Monday, Apr. 04, 1960

Capsules

P: Why smoking is dangerous and often painful for heart-attack victims was explained by researchers from Wayne State University (see EDUCATION). Patients volunteered to let them work two thin plastic tubes into their hearts and put a hollow needle into an arm artery. After three cigarettes, blood pressure and oxygen readings showed that the heart had to work much harder than usual but got little or no extra oxygen. Among the test's financial backers: the Tobacco Industry Research Committee.

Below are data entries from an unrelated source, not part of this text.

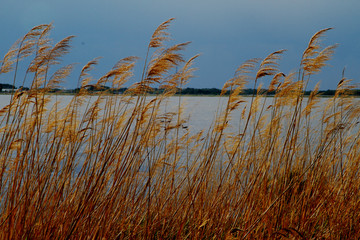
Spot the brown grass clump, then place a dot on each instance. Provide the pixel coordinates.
(120, 167)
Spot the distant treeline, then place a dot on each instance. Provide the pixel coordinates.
(199, 91)
(184, 91)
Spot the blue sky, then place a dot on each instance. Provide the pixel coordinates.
(226, 33)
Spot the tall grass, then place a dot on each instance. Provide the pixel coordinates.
(119, 167)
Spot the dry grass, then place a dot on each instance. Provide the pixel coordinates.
(118, 167)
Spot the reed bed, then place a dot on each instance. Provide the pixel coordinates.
(120, 167)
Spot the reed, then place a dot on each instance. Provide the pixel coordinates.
(120, 167)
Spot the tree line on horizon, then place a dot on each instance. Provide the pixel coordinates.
(180, 91)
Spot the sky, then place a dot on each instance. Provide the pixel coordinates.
(226, 33)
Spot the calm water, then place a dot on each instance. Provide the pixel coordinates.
(199, 111)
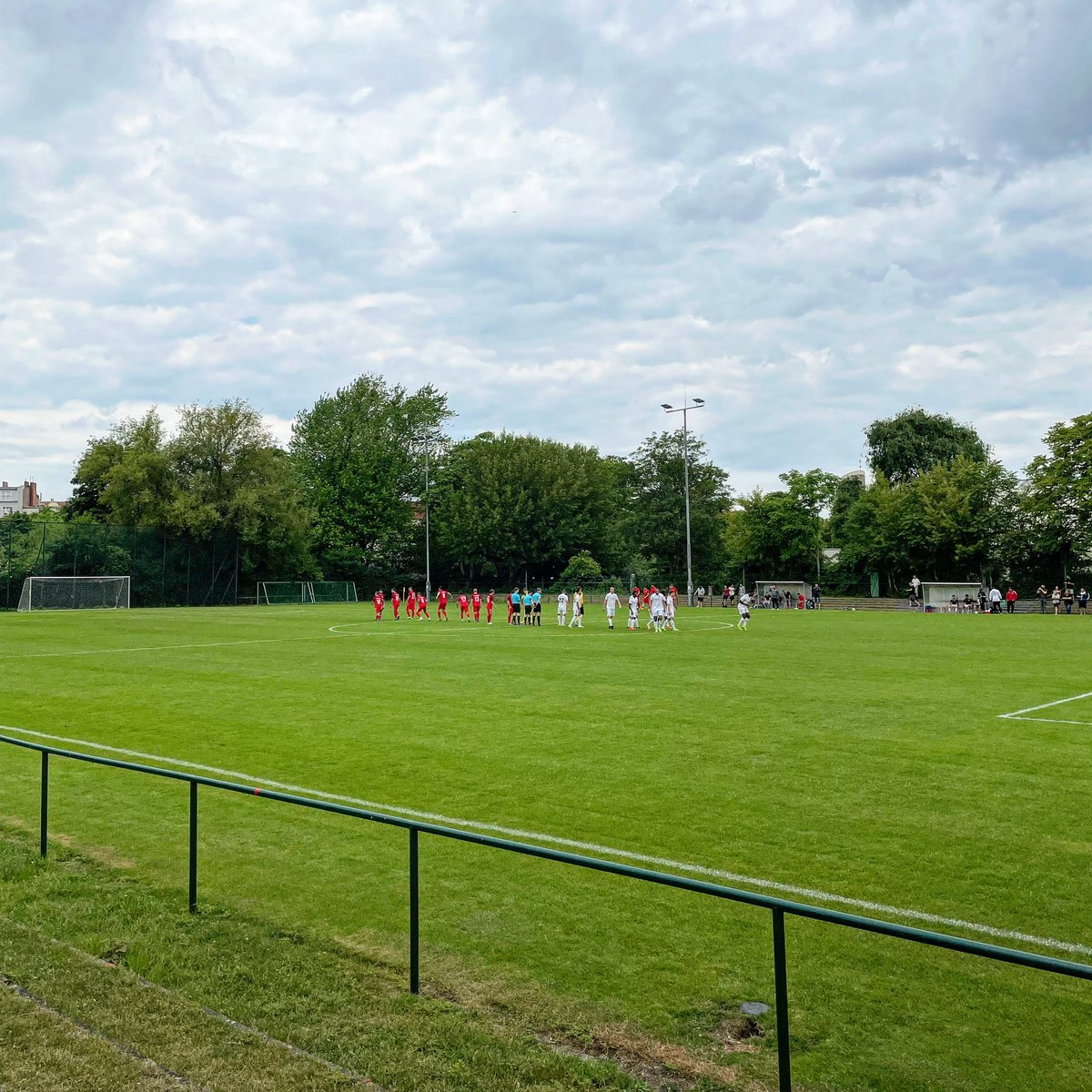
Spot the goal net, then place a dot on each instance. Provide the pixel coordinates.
(75, 593)
(272, 592)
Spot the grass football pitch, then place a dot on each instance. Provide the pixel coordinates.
(862, 762)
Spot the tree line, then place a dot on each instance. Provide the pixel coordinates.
(347, 500)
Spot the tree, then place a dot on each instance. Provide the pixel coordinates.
(915, 441)
(658, 506)
(507, 502)
(361, 470)
(1058, 492)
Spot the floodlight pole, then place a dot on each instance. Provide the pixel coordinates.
(693, 404)
(424, 438)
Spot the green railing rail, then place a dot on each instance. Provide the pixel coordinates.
(779, 907)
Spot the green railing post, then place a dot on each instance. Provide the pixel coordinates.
(194, 846)
(414, 916)
(44, 820)
(781, 991)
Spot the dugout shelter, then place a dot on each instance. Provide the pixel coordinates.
(793, 588)
(938, 594)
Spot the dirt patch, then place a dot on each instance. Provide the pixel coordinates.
(737, 1032)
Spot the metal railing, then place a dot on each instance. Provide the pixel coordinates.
(779, 907)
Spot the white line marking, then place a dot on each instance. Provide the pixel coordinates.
(1047, 704)
(167, 648)
(878, 907)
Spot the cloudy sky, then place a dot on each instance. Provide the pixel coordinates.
(809, 212)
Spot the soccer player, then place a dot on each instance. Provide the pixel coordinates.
(611, 602)
(656, 606)
(578, 610)
(743, 607)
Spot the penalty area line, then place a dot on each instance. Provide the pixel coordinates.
(682, 866)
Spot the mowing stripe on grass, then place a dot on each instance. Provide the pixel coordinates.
(529, 835)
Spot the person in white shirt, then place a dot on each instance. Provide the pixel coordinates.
(578, 610)
(743, 609)
(611, 603)
(656, 610)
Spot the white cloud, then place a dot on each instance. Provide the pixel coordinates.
(812, 212)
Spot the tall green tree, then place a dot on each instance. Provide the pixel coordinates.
(361, 470)
(503, 503)
(659, 507)
(1057, 497)
(912, 442)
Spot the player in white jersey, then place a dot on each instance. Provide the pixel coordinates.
(743, 609)
(611, 603)
(656, 609)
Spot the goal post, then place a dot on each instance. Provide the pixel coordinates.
(76, 593)
(287, 592)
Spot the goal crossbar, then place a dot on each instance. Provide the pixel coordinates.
(76, 593)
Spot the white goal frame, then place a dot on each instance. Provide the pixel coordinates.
(106, 593)
(304, 591)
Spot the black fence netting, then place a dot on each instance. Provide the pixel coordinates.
(165, 569)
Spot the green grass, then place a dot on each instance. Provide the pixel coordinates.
(854, 753)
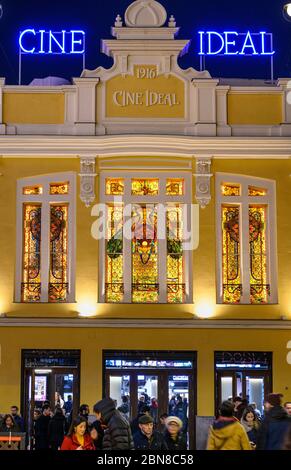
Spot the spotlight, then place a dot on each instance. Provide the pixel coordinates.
(287, 11)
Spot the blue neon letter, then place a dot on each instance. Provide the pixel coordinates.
(27, 51)
(210, 34)
(229, 43)
(77, 41)
(248, 38)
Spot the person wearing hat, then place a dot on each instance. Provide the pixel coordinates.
(274, 425)
(174, 438)
(146, 438)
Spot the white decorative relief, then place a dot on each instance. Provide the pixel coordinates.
(87, 183)
(203, 176)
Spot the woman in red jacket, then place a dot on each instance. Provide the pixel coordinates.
(78, 437)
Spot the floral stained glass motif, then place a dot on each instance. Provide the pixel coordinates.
(59, 188)
(175, 187)
(114, 288)
(145, 287)
(145, 187)
(254, 192)
(114, 186)
(31, 279)
(259, 287)
(58, 273)
(232, 283)
(230, 189)
(175, 259)
(32, 190)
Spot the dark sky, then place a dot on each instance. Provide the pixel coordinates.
(96, 17)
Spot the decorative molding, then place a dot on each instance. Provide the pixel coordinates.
(203, 175)
(87, 175)
(151, 324)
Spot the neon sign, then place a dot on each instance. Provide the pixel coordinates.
(52, 42)
(232, 43)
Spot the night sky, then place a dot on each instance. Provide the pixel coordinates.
(96, 17)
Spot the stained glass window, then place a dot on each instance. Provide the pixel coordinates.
(145, 286)
(230, 189)
(58, 281)
(114, 288)
(32, 190)
(175, 187)
(31, 279)
(175, 259)
(59, 188)
(114, 187)
(259, 288)
(257, 191)
(145, 187)
(232, 284)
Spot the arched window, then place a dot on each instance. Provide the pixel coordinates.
(45, 263)
(143, 259)
(246, 240)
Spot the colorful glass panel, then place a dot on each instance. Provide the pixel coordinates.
(145, 187)
(31, 279)
(59, 188)
(114, 186)
(175, 261)
(253, 192)
(175, 187)
(32, 190)
(232, 286)
(259, 288)
(230, 189)
(145, 287)
(114, 288)
(58, 274)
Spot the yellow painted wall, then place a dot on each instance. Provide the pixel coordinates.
(33, 108)
(254, 108)
(93, 341)
(204, 258)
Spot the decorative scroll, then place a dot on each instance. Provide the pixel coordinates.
(31, 279)
(230, 189)
(114, 186)
(114, 288)
(145, 187)
(260, 289)
(58, 274)
(59, 188)
(145, 287)
(175, 187)
(32, 190)
(232, 286)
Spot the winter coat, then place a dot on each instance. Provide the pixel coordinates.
(227, 434)
(72, 443)
(273, 429)
(179, 444)
(117, 435)
(156, 441)
(56, 431)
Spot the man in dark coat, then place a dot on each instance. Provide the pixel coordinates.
(274, 426)
(146, 438)
(117, 434)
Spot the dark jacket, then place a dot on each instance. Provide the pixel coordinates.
(56, 431)
(273, 429)
(179, 444)
(156, 441)
(117, 435)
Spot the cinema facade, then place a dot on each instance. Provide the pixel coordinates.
(152, 312)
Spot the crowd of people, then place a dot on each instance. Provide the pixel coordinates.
(238, 426)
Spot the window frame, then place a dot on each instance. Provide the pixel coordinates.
(161, 198)
(46, 200)
(243, 202)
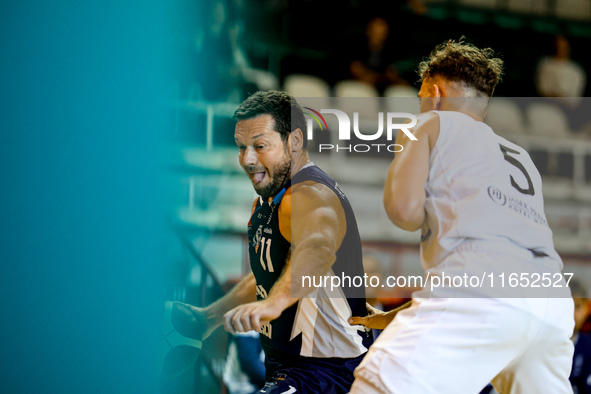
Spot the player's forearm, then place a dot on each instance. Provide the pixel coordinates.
(242, 293)
(404, 203)
(404, 191)
(314, 258)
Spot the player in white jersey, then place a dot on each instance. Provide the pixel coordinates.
(477, 199)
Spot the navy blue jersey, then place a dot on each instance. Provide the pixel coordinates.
(580, 376)
(315, 326)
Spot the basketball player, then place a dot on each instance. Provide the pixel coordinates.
(477, 199)
(301, 225)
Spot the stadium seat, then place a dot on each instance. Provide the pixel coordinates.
(402, 98)
(303, 85)
(504, 116)
(547, 119)
(573, 9)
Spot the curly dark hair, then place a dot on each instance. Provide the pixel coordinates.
(284, 109)
(459, 61)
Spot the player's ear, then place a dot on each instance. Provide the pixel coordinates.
(437, 94)
(297, 140)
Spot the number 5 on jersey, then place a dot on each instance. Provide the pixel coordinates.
(516, 163)
(266, 254)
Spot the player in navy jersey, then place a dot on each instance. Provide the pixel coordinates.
(302, 225)
(580, 375)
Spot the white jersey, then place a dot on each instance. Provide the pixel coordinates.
(481, 187)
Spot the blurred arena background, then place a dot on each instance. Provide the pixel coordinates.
(122, 185)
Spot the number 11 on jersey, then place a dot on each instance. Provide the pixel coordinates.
(266, 255)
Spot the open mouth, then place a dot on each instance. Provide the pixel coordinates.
(257, 177)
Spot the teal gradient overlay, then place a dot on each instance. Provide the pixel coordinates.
(83, 122)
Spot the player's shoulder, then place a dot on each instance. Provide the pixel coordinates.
(584, 340)
(428, 126)
(311, 189)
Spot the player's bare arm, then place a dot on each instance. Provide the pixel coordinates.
(404, 191)
(199, 323)
(376, 318)
(318, 226)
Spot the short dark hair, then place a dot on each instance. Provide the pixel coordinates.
(577, 289)
(284, 109)
(459, 61)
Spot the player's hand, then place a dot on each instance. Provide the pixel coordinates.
(375, 319)
(190, 321)
(251, 316)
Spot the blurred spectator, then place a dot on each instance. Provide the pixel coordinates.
(258, 78)
(373, 63)
(223, 65)
(580, 376)
(559, 76)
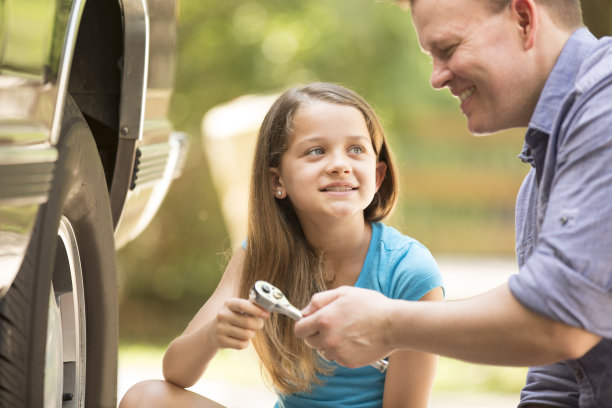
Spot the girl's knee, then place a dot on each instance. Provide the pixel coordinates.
(150, 393)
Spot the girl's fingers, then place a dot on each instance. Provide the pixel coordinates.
(244, 306)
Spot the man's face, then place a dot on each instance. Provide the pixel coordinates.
(481, 58)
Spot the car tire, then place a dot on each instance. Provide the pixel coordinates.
(58, 321)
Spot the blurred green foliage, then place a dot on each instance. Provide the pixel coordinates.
(458, 191)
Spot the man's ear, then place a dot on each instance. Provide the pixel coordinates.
(526, 15)
(276, 184)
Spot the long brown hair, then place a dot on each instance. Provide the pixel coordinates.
(277, 250)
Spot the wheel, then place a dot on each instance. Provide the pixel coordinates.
(58, 321)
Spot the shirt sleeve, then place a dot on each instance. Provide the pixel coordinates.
(568, 276)
(414, 273)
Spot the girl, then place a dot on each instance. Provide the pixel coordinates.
(323, 178)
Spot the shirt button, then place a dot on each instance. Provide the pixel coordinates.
(579, 375)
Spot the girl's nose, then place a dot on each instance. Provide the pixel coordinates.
(338, 164)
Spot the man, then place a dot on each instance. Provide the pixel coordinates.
(514, 63)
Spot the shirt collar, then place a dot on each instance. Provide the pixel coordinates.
(561, 79)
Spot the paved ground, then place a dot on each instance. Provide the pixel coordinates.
(231, 382)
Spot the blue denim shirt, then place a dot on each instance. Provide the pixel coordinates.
(564, 220)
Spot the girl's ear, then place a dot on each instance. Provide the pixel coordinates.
(276, 185)
(381, 170)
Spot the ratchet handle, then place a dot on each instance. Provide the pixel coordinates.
(272, 299)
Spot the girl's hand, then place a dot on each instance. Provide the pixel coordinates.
(237, 322)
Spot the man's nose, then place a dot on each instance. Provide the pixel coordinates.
(441, 75)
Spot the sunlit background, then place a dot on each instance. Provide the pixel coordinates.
(457, 190)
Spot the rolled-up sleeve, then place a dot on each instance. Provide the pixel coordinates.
(568, 276)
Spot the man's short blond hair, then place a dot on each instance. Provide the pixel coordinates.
(566, 13)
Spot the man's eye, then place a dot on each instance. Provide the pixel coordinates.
(315, 152)
(356, 149)
(448, 51)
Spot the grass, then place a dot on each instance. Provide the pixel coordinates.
(242, 367)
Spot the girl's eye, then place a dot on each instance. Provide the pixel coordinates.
(356, 149)
(315, 152)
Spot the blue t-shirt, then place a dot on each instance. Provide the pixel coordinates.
(400, 268)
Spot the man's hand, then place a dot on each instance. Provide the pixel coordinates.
(347, 325)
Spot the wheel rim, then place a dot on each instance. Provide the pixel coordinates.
(65, 354)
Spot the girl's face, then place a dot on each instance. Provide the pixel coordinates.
(329, 169)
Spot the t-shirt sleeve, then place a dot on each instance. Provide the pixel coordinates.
(413, 273)
(568, 276)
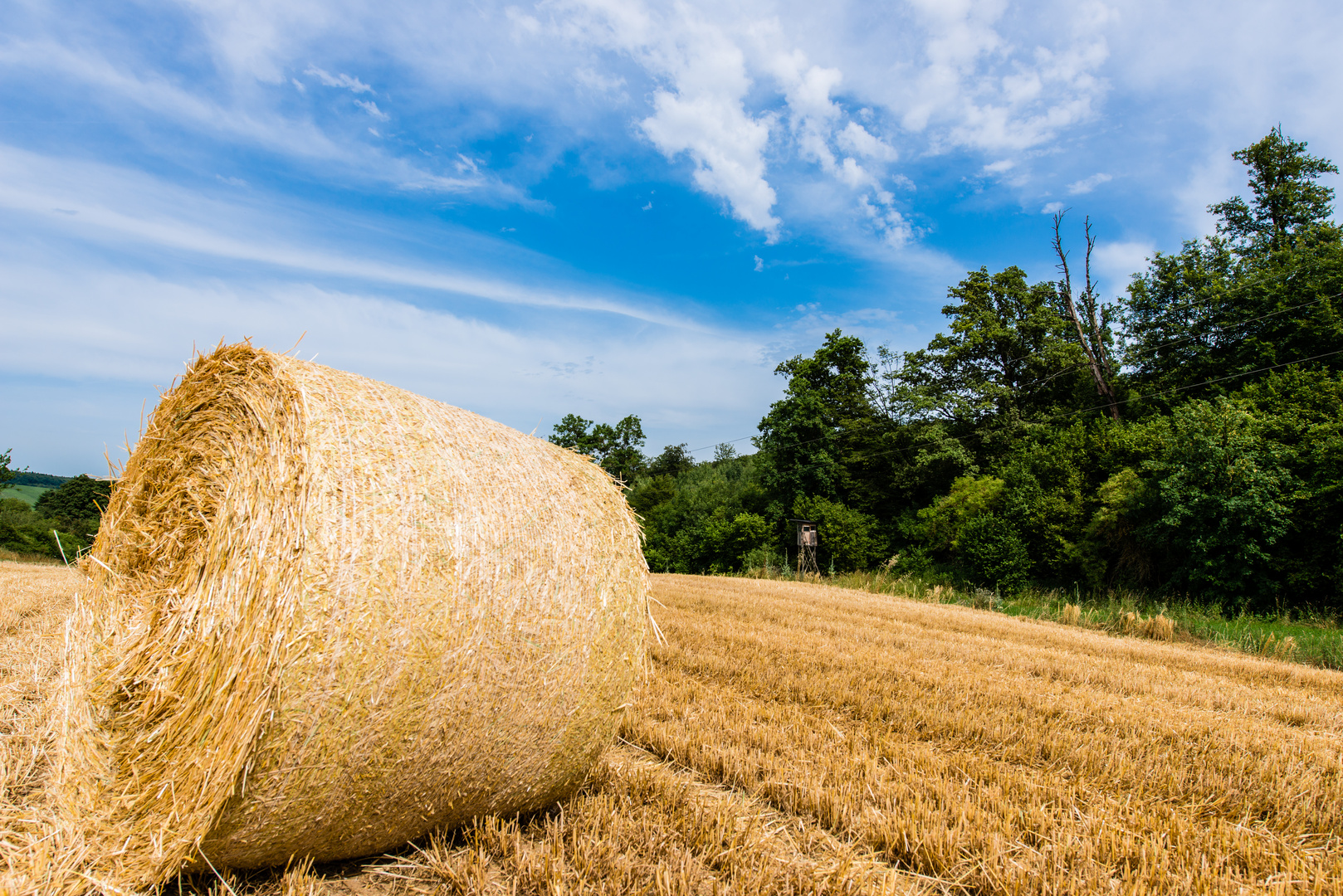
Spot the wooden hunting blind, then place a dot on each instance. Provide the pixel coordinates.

P: Cancer of the stomach used to kill more U.S. men than cancer at any other site, but has now declined so sharply that surgeons in some areas cannot find enough cases for comparative research. Reason for the drop (40% to 50%), Director John R. Heller of the National Cancer Institute (TIME cover, July 27) told Congress, is unknown. And it is more than offset by the increase in lung cancer.

P: A research achievement that has nothing to do with the safety or effectiveness of false teeth, but may save their wearers embarrassment, was joyously reported to William Wrigley Jr. Co. stockholders: a new plastic to which chewing gum will not stick is almost ready for the denture trade.

P: Federal agents in Albany. N.Y. seized 5,247 cases of "Honegar," a honey-and-vinegar preparation promoted as a traditional Vermont remedy by Dr. DeForest Clinton Jarvis, bestselling author of Folk Medicine (TIME, Dec. 28). Said U.S. Attorney Theodore F. Bowes: the stuff is touted as good for about 35 ailments, ranging from arthritis to chicken pox, but cannot be sold in interstate commerce "until the label tells how to use the product to get the cures claimed."

P: Tolbutamide (trade name: Orinase), usually prescribed only for diabetes, also shows promise in reducing tremor and rigidity in victims of Parkinson's disease, so that they can do more in caring for themselves, reported two upstate New York doctors in the A.M.A. Journal. It is, they emphasized, no cure.